Nonconvexity detection can be introduced into CG in ways other than those used in Algorithm 1. For instance, we can drop the implicit cap on the number of CG iterations that is due to monitoring of the condition \(\Vert r_j \Vert > \sqrt{T} \tau ^{j/2} \Vert r_0 \Vert \) and use of the negative curvature direction generation procedure (6) from Algorithm 1, and instead impose an explicit cap (smaller by a factor of approximately 4 than \(J(M,\epsilon ,\zeta )\)) on the number of CG iterations.
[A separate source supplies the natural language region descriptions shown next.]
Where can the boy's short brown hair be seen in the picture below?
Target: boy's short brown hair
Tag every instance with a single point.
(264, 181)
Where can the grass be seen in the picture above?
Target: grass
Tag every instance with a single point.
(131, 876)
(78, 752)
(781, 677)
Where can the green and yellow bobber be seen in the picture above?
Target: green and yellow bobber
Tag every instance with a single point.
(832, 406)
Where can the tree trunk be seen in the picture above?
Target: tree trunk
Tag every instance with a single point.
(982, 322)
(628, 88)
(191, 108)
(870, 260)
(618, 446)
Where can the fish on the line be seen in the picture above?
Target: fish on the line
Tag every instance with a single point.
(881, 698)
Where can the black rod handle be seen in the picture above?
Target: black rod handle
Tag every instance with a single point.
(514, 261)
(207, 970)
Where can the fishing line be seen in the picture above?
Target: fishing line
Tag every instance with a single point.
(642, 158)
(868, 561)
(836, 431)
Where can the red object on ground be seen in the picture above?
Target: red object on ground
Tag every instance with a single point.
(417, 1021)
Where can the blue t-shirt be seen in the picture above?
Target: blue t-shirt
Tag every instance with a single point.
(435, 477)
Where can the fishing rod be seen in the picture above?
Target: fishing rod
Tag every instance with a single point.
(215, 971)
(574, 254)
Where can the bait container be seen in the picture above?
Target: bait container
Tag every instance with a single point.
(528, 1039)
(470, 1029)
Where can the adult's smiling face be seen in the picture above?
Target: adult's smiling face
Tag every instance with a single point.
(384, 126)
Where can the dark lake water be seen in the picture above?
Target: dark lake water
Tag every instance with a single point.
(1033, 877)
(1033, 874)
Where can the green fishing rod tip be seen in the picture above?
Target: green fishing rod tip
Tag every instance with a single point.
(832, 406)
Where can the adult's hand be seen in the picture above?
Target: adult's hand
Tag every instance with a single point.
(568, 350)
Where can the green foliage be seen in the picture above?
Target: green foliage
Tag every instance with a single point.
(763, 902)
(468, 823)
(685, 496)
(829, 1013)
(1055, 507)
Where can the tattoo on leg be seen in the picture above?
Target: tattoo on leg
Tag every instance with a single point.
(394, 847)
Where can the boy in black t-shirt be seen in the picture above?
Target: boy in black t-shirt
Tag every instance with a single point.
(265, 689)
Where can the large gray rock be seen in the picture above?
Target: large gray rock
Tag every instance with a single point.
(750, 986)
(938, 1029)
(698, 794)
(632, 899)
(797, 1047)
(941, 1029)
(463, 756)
In this version, if the explicit cap is reached without detection of a direction of sufficient negative curvature for \({\bar{H}}\), then Procedure 2 is invoked to find one. This strategy comes equipped with essentially the same high-probability complexity results as Theorem 4 and Corollary 2, but it lacks the deterministic approximate-first-order complexity guarantee of Theorem 3. On the other hand, it is more elementary, both in the specification of the Capped CG procedure and the analysis.

A common feature to the Capped CG procedures described in Algorithm 1 and in the above paragraph, which also emerges in most Newton-type methods with good complexity guarantees [11], is the need for high accuracy in the step computation. That is, only a small residual is allowed in the damped Newton system at the approximate solution. Looser restrictions are typically used in practical algorithms, but our tighter bounds appear to be necessary for the complexity analysis. Further investigation of the differences between our procedure in this paper and practical Newton-CG procedures is a subject of ongoing research.